All these services are then accessed via Envoy listener 0.0.0.0_443.
My understanding is that Pilot then pushes filter chain updates to Envoy for that listener on a non-deterministic order. That has been verified by comparing two Envoy config dumps for the same proxy where the only change was the order of the external services in the filter chain.
It then causes the listener to be drained and all connections to be dropped.
I’d like to know if my understanding is correct and what’s the recommended way to overcome this problem.
Is it have a VirtualService for each of the ServiceEntry routing traffic from a different port recommended?
e.g. Routing alternative port 7000 to standard 443
I had to end up aggregating all external services running on port 443 into a single ServiceEntry. It doesn’t look great but I haven’t had any connection being dropped (envoy listeners being drained) since.
Would anyone be able to provide additional input on what’s the best way moving forward here?
@douglas-reid - tagging you as saw you working on a few cases related if you don’t mind having a look.
The gist is that if detecting the protocol for a TLS request against all the registered ServiceEntries takes more than 100ms, the request fails with a 502 error. How long protocol detection takes seems to grow with the number of TLS ServiceEntries in play. I suspect that by aggregating all your hosts into a single ServiceEntry, you brought the evaluation time to under 100ms.

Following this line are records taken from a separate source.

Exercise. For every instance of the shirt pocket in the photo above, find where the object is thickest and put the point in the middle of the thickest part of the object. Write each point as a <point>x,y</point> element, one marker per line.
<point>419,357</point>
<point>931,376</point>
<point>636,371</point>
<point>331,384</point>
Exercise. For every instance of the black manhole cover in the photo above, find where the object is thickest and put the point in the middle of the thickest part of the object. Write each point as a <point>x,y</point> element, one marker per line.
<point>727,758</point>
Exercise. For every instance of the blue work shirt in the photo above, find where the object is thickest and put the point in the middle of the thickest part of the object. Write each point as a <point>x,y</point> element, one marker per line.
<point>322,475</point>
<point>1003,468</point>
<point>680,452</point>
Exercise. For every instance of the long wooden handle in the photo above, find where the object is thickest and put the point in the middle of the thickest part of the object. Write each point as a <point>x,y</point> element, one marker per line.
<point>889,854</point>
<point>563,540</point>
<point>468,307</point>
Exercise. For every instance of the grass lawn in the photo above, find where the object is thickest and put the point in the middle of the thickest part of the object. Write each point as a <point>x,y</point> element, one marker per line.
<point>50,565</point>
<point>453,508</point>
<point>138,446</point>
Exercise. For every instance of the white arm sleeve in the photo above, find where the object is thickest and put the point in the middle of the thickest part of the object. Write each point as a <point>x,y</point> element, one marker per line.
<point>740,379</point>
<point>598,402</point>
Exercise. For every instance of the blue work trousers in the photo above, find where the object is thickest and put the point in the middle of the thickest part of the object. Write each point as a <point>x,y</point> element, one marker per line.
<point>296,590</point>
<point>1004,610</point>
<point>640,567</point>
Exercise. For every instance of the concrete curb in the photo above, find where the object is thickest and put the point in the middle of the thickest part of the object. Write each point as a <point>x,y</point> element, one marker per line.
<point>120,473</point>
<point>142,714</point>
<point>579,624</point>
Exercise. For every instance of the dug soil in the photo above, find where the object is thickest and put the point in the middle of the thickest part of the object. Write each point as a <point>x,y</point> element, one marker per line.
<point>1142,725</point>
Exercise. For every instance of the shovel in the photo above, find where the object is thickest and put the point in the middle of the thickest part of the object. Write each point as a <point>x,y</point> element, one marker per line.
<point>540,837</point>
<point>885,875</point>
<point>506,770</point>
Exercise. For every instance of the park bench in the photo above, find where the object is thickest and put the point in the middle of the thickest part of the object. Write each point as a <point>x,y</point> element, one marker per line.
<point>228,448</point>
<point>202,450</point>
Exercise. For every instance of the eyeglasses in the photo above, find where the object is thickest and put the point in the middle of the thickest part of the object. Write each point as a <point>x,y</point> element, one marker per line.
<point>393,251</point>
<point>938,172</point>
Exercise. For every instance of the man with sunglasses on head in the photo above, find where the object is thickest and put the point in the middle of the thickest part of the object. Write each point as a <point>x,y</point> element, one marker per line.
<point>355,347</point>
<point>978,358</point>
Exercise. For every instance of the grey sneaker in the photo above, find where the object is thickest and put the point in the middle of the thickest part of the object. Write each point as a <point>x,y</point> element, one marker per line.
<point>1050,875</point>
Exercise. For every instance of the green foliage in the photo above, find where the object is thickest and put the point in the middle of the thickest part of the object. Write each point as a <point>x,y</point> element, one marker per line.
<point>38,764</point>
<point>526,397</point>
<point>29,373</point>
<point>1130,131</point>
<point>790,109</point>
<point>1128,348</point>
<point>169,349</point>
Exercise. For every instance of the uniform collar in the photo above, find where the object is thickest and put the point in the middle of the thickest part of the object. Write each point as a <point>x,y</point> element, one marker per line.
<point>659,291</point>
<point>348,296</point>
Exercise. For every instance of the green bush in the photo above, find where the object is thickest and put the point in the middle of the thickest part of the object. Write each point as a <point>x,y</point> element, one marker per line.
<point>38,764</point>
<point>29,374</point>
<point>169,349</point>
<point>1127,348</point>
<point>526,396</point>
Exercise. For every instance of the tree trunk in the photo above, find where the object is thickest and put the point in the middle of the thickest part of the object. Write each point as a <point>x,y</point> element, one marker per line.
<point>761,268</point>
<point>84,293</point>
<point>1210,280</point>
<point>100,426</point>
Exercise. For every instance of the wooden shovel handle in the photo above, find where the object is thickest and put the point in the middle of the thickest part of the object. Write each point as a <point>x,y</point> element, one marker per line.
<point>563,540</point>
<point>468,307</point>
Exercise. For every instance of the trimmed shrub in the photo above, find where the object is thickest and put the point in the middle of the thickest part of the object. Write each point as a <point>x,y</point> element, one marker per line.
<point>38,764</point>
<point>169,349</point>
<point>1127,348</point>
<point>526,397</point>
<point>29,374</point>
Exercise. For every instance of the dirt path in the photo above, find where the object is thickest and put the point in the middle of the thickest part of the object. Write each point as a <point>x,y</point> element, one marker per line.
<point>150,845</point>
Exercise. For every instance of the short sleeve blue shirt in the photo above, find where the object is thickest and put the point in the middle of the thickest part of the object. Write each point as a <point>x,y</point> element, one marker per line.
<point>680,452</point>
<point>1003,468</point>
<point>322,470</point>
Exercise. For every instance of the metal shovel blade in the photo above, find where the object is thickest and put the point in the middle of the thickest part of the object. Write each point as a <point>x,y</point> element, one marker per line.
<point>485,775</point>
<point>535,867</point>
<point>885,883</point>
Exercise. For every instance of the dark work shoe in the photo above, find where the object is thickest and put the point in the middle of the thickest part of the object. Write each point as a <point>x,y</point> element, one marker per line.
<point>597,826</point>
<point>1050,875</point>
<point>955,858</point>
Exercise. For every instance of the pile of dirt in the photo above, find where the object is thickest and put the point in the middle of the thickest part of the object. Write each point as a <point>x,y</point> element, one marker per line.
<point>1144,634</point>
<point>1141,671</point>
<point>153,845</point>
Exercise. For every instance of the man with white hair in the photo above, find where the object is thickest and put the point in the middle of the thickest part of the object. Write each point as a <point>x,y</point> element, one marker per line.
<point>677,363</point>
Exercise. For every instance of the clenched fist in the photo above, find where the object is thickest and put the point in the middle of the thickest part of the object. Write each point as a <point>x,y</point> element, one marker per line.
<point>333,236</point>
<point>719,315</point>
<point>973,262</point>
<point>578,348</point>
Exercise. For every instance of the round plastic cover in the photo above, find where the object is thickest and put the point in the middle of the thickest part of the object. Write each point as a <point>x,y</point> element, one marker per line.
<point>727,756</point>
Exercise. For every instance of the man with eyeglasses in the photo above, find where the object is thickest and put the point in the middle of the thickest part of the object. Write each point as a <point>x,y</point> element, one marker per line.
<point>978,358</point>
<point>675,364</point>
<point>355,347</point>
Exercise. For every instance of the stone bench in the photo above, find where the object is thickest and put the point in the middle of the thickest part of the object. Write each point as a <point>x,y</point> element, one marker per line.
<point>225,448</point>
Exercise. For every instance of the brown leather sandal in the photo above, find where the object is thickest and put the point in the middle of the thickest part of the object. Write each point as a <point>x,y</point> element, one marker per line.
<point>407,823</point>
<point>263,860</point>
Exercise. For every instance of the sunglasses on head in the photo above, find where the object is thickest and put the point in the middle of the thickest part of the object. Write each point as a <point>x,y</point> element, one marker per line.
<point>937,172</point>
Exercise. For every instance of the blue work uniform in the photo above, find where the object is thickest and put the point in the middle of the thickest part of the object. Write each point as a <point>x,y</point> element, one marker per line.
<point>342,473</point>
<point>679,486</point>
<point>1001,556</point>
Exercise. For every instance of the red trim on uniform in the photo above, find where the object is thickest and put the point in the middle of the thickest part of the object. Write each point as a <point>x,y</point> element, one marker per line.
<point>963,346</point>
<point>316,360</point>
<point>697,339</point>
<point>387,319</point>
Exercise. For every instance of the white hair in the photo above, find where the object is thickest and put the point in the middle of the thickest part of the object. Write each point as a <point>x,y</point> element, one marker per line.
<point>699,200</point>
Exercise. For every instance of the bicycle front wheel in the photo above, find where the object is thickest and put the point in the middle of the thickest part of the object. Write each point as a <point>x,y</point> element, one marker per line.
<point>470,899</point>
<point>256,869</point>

Setting global.proxy.protocolDetectionTimeout=0s is supposed to mitigate the issue, but there is some discussion in the linked issue that that doesn’t work. You could write an EnvoyFilter to patch Envoy’s configuration directly.
Alternatively, I found that setting the ServiceEntry spec.ports.protocol: TCP also fixes the issue, but that effectively allows any https traffic out of your cluster, which defeats the purpose of REGISTRY_ONLY.
Thanks for your response. I’m already running with protocolDetectionTimeout=0s.
The problem is actually when pilot pushes xDS configuration to envoy it replaces the 0.0.0.0_443 listener even though there were no changes. Somewhat related to https://github.com/istio/istio/issues/11971.
We are running into the same issue with multiple HTTPS service entries causing redundant, frequent listener updates for 0.0.0.0_443. The only change in the configuration is the ordering of server names which should not cause a listener update, IMO.
Any guidance on a solution would be greatly appreciated. The above mentioned solutions seem like a work-around or aren’t applicable in our current environment.